Nous avons dit précédemment que la majorité des lois sur les brevets prévoient des exceptions à la brevetabilité.  

La majorité car une exception notable est la loi sur les brevets des États-Unis qui ne contient pas d’article ou de règle précisant quelles sont les inventions exclues de la brevetabilité.  

L’article 35 U.S.C. § 101 définit simplement ce qui est brevetable. 

Cela signifierait-il que toutes les inventions , y compris la pilule abortive et son utilisation, seraient incontestablement brevetables aux Etats-Unis? 

Tel n’est pas le cas car les Etats-Unis ont ratifié les accords TRIPS. 

Or, ces accords contiennent des clauses concernant la propriété intellectuelle. 

En particulier, les articles 27.2 et 27.3 de ces accords Trips définissent les exclusions la brevetabilité, ces exclusions visant à la protection de l’ordre public ou de la moralité, incluant la protection de la vie humaine ou animale. Elles visent aussi à protéger contre un préjudice grave porté à l’environnement. 

Ainsi, la brevetabilité d’invention contraires à l’ordre public ou à la moralité pourraient être contestée, également aux Etats-Unis, ou portant atteinte à la vie humaine pourrait être contestée aux Etats-Unis, sur la base des articles 27.2 et 27.3 des accords TRIPS. 

Il s’agirait alors de l’application d’une jurisprudence créée par les tribunaux des Etats-Unis. 

Alors, l’article 53 de la CBE et les articles 27.2 et 27.1 des accords TRIPS ont-ils été utilisés pour s’opposer à la brevetabilité de la pilule abortive ? 

Non. 

abortion pill: effect on patentability

Car ce qui a été breveté ce sont les molécules mifépristone et misoprostol en elles-mêmes. 
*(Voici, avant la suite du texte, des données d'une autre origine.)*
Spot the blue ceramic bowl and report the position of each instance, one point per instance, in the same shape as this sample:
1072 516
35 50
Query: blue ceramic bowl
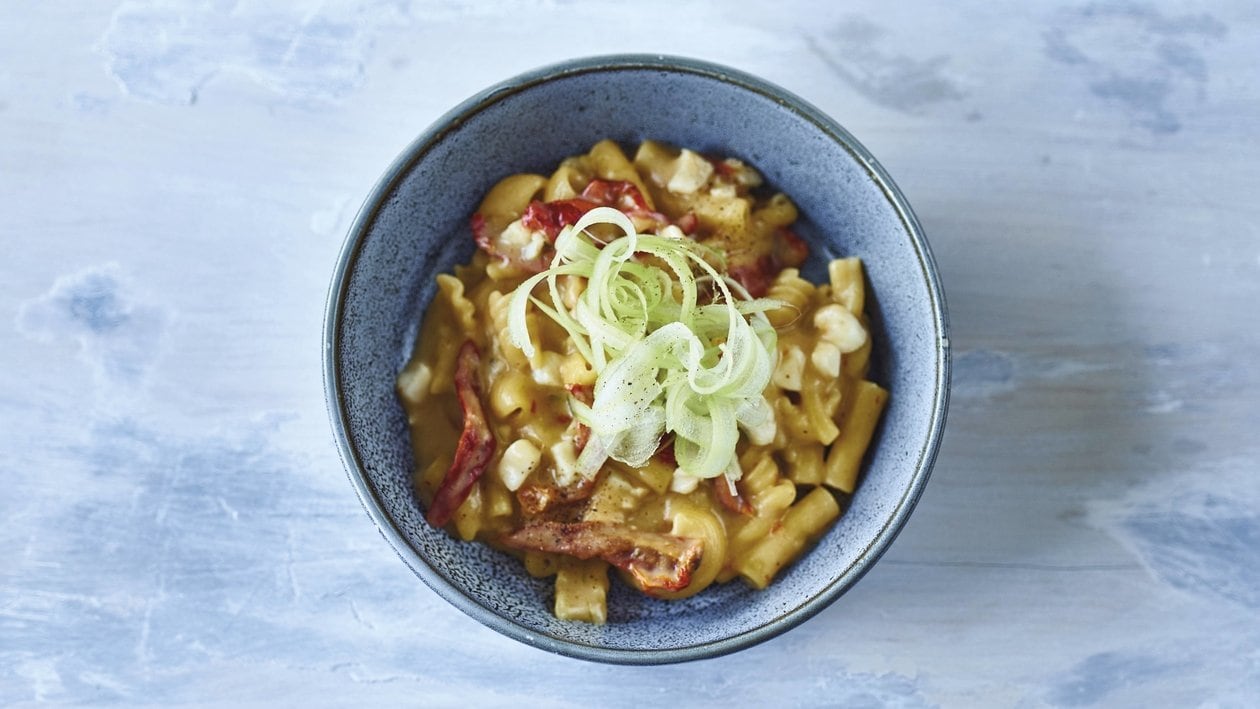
415 226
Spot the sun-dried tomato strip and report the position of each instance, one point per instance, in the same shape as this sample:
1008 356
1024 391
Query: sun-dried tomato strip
476 443
658 562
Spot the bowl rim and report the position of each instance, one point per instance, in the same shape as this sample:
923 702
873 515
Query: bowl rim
480 101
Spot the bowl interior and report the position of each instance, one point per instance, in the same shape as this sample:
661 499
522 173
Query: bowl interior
415 226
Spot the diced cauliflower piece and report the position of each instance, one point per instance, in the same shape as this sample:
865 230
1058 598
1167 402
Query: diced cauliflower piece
413 383
825 358
839 326
565 457
547 368
691 173
790 370
518 461
683 484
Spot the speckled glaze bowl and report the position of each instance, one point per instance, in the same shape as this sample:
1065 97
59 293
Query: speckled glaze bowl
415 226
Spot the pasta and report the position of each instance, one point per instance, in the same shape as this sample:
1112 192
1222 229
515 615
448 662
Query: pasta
727 466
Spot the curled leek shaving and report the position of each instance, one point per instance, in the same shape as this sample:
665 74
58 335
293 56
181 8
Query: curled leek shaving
678 346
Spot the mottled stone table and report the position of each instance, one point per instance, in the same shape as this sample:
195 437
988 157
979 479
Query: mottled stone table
177 180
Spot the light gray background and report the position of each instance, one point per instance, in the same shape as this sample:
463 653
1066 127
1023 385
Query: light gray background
177 180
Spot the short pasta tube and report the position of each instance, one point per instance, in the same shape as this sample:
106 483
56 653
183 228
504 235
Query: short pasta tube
581 589
801 524
857 426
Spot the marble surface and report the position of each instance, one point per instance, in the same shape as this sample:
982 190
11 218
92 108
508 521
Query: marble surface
177 180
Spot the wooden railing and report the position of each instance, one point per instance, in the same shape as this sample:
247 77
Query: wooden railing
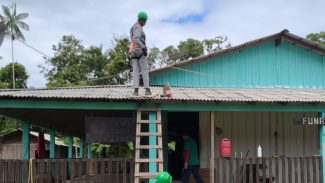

Et les brevets couvrant ces molécules ne comportaient aucune revendication visant à protéger une pilule abortive ou une méthode d’avortement l’utilisant ou encore l’utilisation de la mifépristone et/ou du misoprostol pour la mise en œuvre d’une IVG. 

Ainsi, rien ne permettait de soutenir que l’exploitation commerciale de la mifépristone ou du misoprostol était contraire à l’ordre public ou aux bonnes mœurs. 

En réalité, le rejet de demandes de brevet ou l’annulation de brevets pour ce motif ne s’est jamais produit aux Etats-Unis, à la connaissance du rédacteur. 

En Europe, la brevetabilité d’une souris modifiée génétiquement pour développer naturellement un cancer a été contestée sur la base de la contrariété à la morale en raison de la souffrance causée à ces souris lorsqu’elles développaient le cancer et qu’elles étaient utilisées pour tester différents protocoles et médicaments contre le cancer qu’elles développaient. 

Mais l’Office Européen des Brevets a finalement conclu à la brevetabilité de ces souris car ce qui est à mesurer avec diligence est l’équilibre entre la souffrance de l’animal et le bénéfice pour l’humanité que procure l’invention. 

En conclusion, la brevetabilité de la pilule abortive n’a pas été contestée, faute d’avoir été soumise à l’épreuve de la brevetabilité. 

On voit ici que même si une invention semble présenter des risques quant à sa brevetabilité, elle peut être valablement et facilement protégée par un brevet, selon la rédaction des revendications.